2011.11.22// D. Pęgiel
W nocy z niedzieli na poniedziałek ortodoksyjni żydzi zdewastowali "nieskromne" - ich zdaniem - sklepy w Jerozolimie. Do tego zdarzenia doszło w dzielnicy Mea Szearim, gdzie mieszkają najbardziej radykalni wyznawcy judaizmu.
Na celowników fundamentalistów spod znaku ugrupowania Sikrikim znalazły się między innymi księgarnia, sklep z ubraniami i lodziarnia.
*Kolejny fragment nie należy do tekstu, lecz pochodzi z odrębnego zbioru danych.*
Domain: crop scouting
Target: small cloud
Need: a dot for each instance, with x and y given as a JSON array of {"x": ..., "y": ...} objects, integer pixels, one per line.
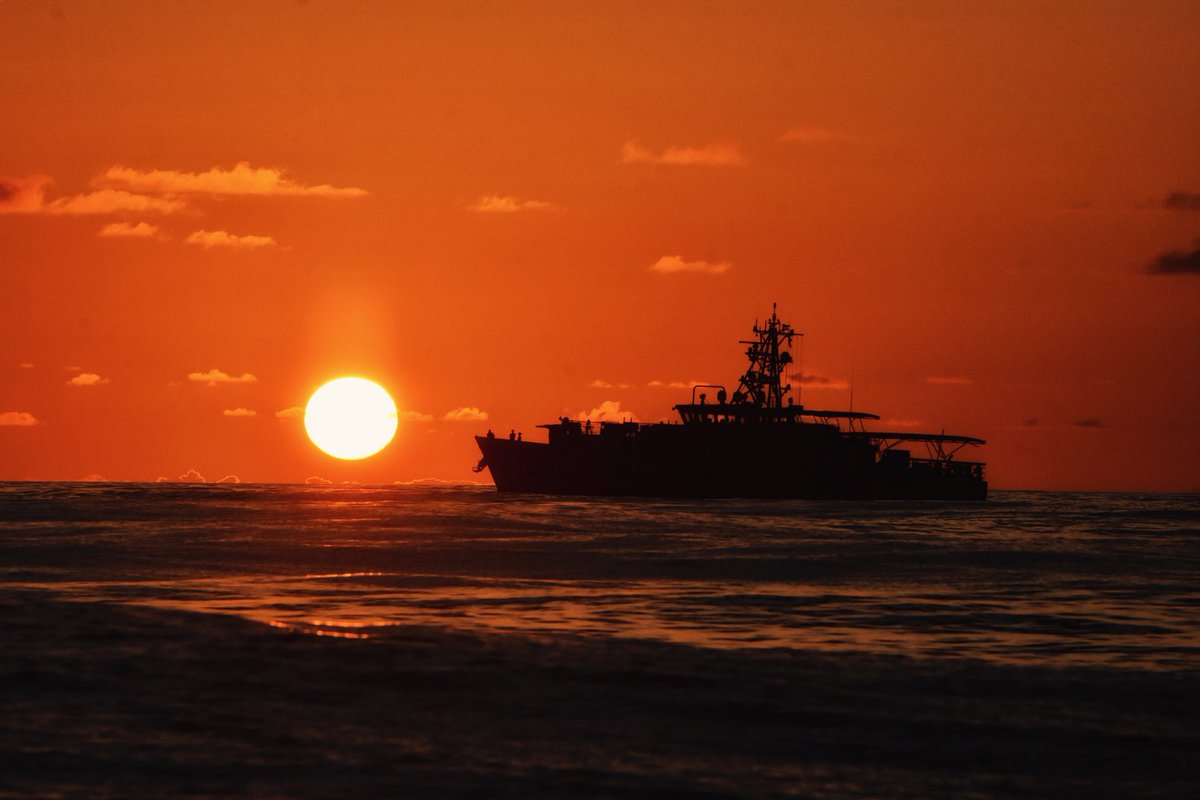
[
  {"x": 18, "y": 419},
  {"x": 466, "y": 414},
  {"x": 1176, "y": 263},
  {"x": 809, "y": 134},
  {"x": 671, "y": 264},
  {"x": 23, "y": 194},
  {"x": 600, "y": 383},
  {"x": 714, "y": 155},
  {"x": 508, "y": 204},
  {"x": 241, "y": 179},
  {"x": 214, "y": 377},
  {"x": 819, "y": 382},
  {"x": 607, "y": 411},
  {"x": 87, "y": 379},
  {"x": 1182, "y": 202},
  {"x": 142, "y": 229},
  {"x": 28, "y": 196},
  {"x": 208, "y": 239}
]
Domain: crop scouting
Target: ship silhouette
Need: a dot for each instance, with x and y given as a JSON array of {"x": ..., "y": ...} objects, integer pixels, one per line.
[{"x": 755, "y": 443}]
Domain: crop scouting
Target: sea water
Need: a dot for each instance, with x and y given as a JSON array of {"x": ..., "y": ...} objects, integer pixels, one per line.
[{"x": 405, "y": 641}]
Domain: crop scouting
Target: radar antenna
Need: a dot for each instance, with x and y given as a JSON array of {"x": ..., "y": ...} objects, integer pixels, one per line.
[{"x": 769, "y": 356}]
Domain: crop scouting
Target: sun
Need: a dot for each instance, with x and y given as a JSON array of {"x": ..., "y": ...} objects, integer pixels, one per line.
[{"x": 351, "y": 417}]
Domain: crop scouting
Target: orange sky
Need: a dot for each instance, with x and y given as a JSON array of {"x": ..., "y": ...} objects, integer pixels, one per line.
[{"x": 959, "y": 204}]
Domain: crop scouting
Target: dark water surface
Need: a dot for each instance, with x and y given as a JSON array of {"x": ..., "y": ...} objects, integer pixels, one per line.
[{"x": 291, "y": 641}]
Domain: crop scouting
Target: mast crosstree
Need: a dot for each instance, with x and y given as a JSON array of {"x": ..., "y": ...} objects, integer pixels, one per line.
[{"x": 769, "y": 355}]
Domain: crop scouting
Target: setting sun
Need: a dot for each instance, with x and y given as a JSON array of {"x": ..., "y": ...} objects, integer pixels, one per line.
[{"x": 351, "y": 417}]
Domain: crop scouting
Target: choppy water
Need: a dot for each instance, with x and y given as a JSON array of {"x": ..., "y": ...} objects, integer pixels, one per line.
[{"x": 1038, "y": 594}]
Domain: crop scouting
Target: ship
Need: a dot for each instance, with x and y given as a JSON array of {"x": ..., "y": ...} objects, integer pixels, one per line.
[{"x": 756, "y": 441}]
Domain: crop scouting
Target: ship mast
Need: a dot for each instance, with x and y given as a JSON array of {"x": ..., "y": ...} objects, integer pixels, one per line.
[{"x": 769, "y": 355}]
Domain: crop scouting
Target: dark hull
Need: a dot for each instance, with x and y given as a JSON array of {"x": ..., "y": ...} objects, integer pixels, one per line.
[{"x": 700, "y": 461}]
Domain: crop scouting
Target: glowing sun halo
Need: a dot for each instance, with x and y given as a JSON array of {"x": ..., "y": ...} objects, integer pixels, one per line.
[{"x": 351, "y": 417}]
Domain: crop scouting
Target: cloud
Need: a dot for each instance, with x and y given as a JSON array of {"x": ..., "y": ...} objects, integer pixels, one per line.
[
  {"x": 126, "y": 229},
  {"x": 23, "y": 194},
  {"x": 508, "y": 204},
  {"x": 241, "y": 179},
  {"x": 214, "y": 377},
  {"x": 466, "y": 414},
  {"x": 809, "y": 134},
  {"x": 671, "y": 264},
  {"x": 87, "y": 379},
  {"x": 1176, "y": 263},
  {"x": 607, "y": 411},
  {"x": 225, "y": 239},
  {"x": 1182, "y": 202},
  {"x": 714, "y": 155},
  {"x": 819, "y": 382},
  {"x": 28, "y": 196},
  {"x": 111, "y": 202},
  {"x": 600, "y": 383}
]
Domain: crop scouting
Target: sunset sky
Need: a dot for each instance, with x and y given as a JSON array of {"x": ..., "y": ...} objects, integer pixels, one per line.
[{"x": 985, "y": 216}]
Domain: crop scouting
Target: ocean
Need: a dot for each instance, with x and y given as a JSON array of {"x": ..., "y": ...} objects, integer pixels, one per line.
[{"x": 251, "y": 641}]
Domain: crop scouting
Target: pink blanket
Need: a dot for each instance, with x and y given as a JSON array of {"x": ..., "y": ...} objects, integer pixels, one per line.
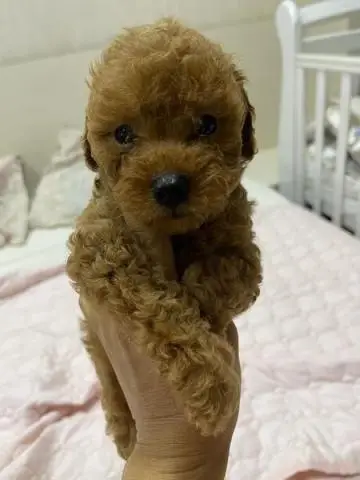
[{"x": 300, "y": 351}]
Napastnicy powybijali szyby, pozaklejali zamki od drzwi wejściowych i usmarowali ściany cuchnącymi substancjami.
Ortodoksyjni żydzi
Ostatni z wymienionych lokali został zniszczony, mimo że zapewniał osobne wejścia dla kobiet i mężczyzn oraz znaki zalecające klientom, by nie spożywali lodów w miejscach publicznych. Taka przyjemność może bowiem zostać uznana za nieobyczajną.
To nie pierwsze tego typu ataki w Mea Szearim. W czasie szabasów ortodoksyjni żydzi obrzucają też kamieniami przejeżdżające samochody, zmagając się w ten sposób z przejawami "desakralizacji święta".
Stanowią oni 10% z prawie ośmiu milonów obywateli Izraela. Są przy tym najbardziej rosnącą kategorią populacji, ponieważ w religijnych rodzinach jest średnio ośmioro dzieci. Tymczasem przeciętna izraelska rodzina ma ich troje.